Irrespective of these defects, circRNAs are qualified for a potential therapy to precisely regulate metabolism due to their extremely high stability, strong evolutionary conservation, and unique temporal and spatial expression [77, 85]. With more ncRNAs emerging as important players of metabolism regulation, circRNAs may be able to work as a cut-in point of the whole ncRNA network and bring a promising prospect for the clinical treatment of cancers.

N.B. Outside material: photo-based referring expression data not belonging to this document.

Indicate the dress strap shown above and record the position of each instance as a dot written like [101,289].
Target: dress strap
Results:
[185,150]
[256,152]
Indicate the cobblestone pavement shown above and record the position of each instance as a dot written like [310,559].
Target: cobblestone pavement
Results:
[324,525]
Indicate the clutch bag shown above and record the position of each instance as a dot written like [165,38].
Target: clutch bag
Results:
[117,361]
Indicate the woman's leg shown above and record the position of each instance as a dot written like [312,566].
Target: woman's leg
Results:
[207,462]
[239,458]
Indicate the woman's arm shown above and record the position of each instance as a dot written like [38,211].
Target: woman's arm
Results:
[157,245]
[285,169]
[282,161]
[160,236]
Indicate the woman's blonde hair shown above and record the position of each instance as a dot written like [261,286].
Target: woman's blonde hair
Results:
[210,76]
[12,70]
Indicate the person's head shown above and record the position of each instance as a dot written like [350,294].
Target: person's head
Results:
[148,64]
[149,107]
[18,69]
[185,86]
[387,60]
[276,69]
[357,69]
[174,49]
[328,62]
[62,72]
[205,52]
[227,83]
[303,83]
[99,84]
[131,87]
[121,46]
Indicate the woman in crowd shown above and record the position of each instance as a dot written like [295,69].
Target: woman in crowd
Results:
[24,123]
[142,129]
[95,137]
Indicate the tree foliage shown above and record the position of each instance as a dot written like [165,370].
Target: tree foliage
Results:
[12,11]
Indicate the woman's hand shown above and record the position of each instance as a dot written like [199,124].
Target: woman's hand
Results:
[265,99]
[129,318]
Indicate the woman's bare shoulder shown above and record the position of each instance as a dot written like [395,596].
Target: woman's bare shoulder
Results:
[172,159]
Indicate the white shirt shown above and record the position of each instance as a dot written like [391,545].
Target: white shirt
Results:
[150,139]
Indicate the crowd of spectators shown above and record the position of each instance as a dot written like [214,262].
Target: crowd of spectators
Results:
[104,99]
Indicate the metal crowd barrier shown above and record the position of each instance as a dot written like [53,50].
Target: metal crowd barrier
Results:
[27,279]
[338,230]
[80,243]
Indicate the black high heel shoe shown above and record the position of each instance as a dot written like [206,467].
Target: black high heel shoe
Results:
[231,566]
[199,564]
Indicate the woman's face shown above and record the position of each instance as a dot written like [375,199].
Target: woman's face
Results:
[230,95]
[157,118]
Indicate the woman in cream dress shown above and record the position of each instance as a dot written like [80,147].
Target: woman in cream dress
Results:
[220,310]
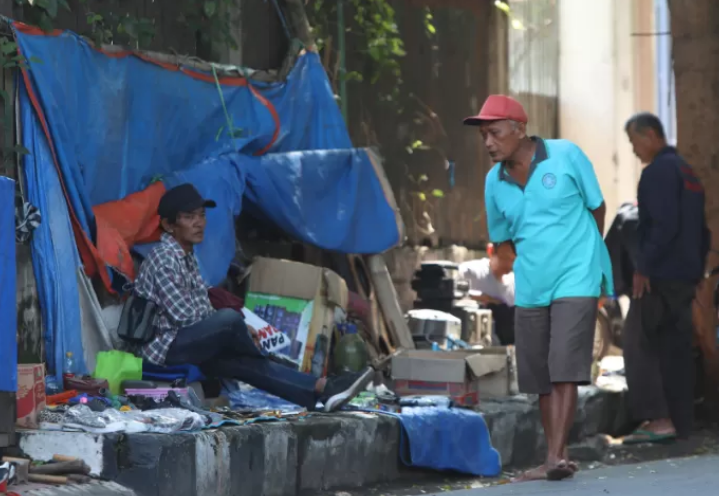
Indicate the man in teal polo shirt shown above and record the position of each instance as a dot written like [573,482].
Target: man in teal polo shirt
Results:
[543,196]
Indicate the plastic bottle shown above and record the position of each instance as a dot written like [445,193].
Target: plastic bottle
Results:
[68,367]
[51,386]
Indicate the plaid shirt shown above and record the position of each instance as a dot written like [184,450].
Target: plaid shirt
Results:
[171,279]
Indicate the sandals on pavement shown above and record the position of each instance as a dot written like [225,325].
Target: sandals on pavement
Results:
[642,436]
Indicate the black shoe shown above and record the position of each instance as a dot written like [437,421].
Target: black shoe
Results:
[282,361]
[341,389]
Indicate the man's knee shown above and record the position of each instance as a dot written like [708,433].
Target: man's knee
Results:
[227,317]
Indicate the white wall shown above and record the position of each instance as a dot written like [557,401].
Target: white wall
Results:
[597,91]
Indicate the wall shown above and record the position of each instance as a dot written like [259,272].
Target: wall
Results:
[606,75]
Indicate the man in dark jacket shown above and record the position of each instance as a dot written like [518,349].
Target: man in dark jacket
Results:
[673,244]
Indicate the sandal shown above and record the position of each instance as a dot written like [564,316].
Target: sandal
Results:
[642,436]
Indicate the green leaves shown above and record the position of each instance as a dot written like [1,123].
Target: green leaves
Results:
[49,6]
[210,8]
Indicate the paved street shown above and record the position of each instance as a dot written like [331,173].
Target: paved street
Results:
[688,477]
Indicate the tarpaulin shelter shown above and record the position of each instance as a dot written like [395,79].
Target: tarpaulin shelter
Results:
[110,131]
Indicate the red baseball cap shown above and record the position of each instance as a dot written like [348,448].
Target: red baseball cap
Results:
[499,108]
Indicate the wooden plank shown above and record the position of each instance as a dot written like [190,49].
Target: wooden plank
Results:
[388,302]
[7,418]
[373,329]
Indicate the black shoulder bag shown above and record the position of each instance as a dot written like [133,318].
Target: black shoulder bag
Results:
[137,322]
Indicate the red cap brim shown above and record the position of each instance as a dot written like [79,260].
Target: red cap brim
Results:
[476,120]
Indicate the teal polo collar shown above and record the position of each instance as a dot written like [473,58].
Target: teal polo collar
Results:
[540,155]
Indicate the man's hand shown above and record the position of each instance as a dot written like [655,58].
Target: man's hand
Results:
[486,300]
[255,336]
[640,285]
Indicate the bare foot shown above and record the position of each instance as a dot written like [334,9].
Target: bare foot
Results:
[539,473]
[559,471]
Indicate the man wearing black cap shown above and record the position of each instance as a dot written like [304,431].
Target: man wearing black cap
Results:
[190,331]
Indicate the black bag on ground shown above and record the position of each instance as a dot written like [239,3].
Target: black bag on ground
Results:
[137,320]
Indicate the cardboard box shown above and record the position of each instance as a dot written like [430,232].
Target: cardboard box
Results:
[300,300]
[30,394]
[464,376]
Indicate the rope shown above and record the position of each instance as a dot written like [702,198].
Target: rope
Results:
[282,18]
[230,126]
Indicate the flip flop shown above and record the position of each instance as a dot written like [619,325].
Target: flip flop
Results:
[641,436]
[560,472]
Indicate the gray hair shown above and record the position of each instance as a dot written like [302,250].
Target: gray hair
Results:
[642,122]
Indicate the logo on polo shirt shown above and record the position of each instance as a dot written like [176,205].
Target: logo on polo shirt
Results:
[549,180]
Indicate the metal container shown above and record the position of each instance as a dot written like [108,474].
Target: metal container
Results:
[428,326]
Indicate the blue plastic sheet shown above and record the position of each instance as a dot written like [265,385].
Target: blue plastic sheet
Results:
[117,123]
[8,284]
[448,439]
[54,252]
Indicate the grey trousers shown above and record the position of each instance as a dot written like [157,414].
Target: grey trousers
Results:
[658,358]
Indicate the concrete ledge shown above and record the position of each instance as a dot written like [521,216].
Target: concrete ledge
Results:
[296,458]
[516,428]
[270,459]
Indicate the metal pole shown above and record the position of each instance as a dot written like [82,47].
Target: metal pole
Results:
[342,55]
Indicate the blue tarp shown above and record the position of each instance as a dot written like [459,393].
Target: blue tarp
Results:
[118,123]
[54,252]
[8,284]
[453,439]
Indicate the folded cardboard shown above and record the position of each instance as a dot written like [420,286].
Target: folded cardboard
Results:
[464,376]
[300,300]
[30,394]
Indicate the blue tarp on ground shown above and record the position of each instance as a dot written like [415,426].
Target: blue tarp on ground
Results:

The purpose of this review is to explore circRNAs that play major roles in cancer metabolism. We have found that several circRNAs are closely associated with carbohydrate, lipid, and amino acid metabolisms. By targeting miRNAs or proteins, circRNAs work as part of the ncRNA regulatory network. In addition, circRNAs may affect exosomes or CSCs to show broad effects. The knowledge about circRNAs may help better understand altered energy metabolism in cancer cells. We envision that with the development of biological research, circRNAs may be utilized for regulating metabolisms in clinical practice in near future.